9. Re: Contention (d)
The argument is that though the Appellant-Board was constituted on 1.4.1959, the properties of the erstwhile electricity undertaking of the State Government were transferred to and became the property of the Appellant-Board by notifications issued on various date subsequent to 1.11.1963 and that, accordingly, during the relevant periods during which the legal ownership of the property did not vest in the appellant, it was not liable for the premia.
It is relevant to mention here that the period for which the demands were raised was between 1.1.1963 and 10.1.1968. Appellant’s contention in this behalf was repelled in the statutory-appeal on the ground that though formally the notifications came to be issued on various dates subsequent to 1.4.1959, the assets had infact been transferred to and were acknowledged and treated by the appellant as its own in its Balance-Sheets.
10. Before the authorities, it would appear, this point had not been seriously disputed by the appellant. In a letter dated, 24.1.1968, the Secretary of the Appellant-Board wrote to the Director.

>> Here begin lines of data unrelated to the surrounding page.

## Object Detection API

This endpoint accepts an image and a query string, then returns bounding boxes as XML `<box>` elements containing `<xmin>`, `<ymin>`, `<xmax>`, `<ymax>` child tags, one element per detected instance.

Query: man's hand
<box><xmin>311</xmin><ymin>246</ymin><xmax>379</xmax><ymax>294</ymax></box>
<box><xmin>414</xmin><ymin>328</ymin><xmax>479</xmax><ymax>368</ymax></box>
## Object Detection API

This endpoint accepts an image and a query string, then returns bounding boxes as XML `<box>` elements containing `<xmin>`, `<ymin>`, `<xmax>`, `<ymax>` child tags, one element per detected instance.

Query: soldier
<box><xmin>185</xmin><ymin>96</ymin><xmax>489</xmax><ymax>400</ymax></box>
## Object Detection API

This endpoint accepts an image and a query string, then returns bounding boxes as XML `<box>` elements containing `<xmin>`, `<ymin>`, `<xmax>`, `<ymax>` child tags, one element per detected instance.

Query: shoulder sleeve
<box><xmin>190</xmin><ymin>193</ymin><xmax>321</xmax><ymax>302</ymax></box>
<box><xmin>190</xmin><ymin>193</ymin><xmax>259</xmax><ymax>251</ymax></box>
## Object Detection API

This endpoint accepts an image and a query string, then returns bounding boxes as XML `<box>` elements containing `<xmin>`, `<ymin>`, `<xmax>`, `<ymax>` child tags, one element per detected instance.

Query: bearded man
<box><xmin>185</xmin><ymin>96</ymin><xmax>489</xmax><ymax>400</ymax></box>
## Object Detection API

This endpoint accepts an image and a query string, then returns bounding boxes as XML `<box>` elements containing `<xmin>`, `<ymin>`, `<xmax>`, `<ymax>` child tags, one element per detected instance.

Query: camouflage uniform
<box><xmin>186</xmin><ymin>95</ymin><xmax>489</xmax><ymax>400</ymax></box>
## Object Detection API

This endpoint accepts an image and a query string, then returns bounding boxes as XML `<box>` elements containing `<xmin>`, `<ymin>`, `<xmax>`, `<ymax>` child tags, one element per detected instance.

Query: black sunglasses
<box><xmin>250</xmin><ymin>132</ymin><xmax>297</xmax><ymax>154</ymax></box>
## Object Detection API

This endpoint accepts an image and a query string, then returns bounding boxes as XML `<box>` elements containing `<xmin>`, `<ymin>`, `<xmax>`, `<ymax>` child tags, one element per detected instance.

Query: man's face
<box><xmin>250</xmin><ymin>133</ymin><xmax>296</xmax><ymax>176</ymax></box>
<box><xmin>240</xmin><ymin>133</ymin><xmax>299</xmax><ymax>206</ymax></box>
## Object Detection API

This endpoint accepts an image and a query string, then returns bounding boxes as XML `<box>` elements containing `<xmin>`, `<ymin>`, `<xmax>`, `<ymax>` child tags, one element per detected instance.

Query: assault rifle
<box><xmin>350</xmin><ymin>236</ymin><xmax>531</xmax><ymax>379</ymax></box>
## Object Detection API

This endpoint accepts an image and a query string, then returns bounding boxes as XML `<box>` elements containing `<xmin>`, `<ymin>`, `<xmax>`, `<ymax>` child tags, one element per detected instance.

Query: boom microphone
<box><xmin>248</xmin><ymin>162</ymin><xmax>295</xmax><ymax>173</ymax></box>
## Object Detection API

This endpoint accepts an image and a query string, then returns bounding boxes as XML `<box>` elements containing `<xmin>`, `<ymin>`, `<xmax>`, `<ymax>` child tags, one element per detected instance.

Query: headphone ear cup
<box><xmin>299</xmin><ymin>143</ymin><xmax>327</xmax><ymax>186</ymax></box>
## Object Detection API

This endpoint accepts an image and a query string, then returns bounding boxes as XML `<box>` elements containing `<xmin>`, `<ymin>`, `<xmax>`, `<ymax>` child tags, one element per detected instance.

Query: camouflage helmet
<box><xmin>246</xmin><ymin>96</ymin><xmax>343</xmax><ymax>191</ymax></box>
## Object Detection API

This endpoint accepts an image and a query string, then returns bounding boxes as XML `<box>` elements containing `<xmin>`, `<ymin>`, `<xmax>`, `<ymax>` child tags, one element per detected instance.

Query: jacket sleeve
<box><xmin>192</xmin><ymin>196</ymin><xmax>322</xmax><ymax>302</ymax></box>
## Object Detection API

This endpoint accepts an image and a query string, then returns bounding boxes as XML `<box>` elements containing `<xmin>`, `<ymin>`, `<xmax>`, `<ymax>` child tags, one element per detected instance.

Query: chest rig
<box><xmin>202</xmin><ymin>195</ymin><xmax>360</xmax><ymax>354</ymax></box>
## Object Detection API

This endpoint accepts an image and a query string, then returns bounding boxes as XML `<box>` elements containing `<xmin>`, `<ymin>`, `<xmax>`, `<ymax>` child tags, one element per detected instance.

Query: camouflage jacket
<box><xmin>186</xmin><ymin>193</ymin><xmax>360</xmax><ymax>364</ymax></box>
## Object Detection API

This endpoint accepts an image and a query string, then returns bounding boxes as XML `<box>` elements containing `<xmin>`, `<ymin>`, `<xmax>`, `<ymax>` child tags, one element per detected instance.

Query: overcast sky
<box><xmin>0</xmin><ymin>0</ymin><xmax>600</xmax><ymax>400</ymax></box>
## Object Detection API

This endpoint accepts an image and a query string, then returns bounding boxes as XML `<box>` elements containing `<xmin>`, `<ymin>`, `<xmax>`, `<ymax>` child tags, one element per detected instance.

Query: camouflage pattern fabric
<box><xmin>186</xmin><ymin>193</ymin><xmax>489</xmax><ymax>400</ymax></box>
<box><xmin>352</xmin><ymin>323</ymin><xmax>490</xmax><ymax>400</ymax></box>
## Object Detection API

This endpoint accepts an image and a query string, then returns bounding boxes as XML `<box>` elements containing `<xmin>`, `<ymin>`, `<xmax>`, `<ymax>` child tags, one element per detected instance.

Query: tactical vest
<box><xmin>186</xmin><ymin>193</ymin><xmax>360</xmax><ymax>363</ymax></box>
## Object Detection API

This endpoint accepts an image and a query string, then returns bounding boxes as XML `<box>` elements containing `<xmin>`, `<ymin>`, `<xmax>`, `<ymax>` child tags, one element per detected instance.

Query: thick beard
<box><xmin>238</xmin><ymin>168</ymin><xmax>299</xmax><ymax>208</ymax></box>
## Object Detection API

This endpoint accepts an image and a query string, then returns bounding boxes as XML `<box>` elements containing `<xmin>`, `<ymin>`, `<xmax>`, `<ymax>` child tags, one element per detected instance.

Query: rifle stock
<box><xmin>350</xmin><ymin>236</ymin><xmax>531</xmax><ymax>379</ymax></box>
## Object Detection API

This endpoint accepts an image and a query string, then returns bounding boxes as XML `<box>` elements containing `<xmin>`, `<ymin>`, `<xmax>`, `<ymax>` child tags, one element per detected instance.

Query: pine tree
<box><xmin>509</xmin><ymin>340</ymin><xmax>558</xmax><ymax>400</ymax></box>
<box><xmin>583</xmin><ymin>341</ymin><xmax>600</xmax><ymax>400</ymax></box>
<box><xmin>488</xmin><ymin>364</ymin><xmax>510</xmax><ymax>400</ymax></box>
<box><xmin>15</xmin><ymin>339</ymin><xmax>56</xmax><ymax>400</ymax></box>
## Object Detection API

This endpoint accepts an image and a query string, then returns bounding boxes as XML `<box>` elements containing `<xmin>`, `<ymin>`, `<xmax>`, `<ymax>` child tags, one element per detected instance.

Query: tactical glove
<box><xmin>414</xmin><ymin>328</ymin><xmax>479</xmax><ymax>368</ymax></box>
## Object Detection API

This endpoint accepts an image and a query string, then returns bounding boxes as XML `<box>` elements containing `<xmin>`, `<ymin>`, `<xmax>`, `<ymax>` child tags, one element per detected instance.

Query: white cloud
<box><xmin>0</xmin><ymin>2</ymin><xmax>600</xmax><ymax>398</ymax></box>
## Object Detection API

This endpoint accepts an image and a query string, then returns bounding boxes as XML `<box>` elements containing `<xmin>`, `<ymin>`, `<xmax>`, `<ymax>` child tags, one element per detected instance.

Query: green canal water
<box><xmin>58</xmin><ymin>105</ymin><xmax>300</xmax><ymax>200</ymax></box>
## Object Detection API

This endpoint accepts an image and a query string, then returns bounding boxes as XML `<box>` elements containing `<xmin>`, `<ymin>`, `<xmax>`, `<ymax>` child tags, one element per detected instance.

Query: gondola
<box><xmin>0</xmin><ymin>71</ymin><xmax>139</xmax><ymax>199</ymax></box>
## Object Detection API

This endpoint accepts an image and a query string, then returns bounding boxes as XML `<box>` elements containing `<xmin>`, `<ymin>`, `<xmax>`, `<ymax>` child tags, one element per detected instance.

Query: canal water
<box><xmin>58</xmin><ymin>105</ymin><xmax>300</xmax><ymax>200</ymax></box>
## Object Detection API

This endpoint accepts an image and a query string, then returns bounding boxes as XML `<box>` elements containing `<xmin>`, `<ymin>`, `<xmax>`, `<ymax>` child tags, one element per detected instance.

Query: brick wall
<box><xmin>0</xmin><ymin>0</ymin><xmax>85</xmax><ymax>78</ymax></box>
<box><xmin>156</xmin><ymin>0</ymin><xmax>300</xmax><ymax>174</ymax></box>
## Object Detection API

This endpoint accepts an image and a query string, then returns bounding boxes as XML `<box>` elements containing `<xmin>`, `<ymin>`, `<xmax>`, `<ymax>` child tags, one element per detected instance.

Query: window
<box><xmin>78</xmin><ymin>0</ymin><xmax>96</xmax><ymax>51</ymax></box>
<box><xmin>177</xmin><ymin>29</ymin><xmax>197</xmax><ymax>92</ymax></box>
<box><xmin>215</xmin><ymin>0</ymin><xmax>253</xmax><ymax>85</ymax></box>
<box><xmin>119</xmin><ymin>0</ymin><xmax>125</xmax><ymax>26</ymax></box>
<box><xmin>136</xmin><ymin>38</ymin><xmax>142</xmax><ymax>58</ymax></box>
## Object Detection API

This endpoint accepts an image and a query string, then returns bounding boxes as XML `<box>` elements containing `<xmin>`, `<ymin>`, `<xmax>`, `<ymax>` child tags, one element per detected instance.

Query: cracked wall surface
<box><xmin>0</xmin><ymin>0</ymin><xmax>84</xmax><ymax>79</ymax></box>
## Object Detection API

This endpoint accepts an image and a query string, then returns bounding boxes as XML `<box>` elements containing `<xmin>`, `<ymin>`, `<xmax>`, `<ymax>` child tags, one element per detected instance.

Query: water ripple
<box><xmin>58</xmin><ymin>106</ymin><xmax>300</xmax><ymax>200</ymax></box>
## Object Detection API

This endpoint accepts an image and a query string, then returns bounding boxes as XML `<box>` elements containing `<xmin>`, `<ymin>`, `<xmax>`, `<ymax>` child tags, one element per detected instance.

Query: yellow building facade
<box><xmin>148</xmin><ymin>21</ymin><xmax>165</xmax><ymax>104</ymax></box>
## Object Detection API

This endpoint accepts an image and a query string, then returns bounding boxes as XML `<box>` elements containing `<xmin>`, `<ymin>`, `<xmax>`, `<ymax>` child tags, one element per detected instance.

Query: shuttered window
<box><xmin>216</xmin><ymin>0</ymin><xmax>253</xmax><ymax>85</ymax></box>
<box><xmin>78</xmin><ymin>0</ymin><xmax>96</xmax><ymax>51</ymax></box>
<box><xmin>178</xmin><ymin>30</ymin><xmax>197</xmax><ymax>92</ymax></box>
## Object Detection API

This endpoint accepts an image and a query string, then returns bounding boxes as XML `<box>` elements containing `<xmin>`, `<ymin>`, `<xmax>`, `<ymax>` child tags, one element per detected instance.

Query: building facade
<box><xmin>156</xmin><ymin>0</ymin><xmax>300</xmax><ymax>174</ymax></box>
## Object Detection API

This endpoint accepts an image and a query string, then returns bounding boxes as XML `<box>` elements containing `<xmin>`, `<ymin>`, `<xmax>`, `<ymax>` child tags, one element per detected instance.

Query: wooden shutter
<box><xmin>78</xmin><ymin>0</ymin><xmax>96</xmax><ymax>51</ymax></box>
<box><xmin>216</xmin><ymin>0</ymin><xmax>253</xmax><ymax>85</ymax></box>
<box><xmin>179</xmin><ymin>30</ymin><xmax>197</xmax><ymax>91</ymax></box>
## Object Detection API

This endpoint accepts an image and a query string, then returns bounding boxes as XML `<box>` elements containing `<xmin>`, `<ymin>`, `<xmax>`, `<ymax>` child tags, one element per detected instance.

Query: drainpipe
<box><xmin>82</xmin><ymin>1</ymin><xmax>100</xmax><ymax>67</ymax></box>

“…..We may mention that we are accepting your stand that the properties transferred to the Board by the Government become the properties of the Board as and from the dates of original transfer….”
The Director in his order, dated, 15.10.1969 observed:
“…..The assets had in fact been transferred by the State Government to the Board from the Ist April, 1959 and the same had been shown as their own assets by the Board is their balance sheets since then. If for certain reasons the State Government issued the notifications long after the expiry of the two months period i.e., on 5.10.1964, 28/10/1966 and 14/12/1966, etc. it was only a sort of formality, particularly in view of the fact that the said notifications, referred to the assets as having been transferred to the Board as on 1.4.1959. The Board correctly became owner of such assets right from 1.4.1959. This point was conceded by the Board in its letter, dated 24th January, 1969 and was also not pressed in the discussions that I had with them on the 26th and 27th July, 1969. (underlining supplied)
In view of this nothing survives of Contention (d) either. It is accordingly held against the appellant.
11. In the result, for the foregoing reasons, this appeal fails and is dismissed. In the circumstances of the case, the parties are, however, left to bear and pay their own costs in the appeal.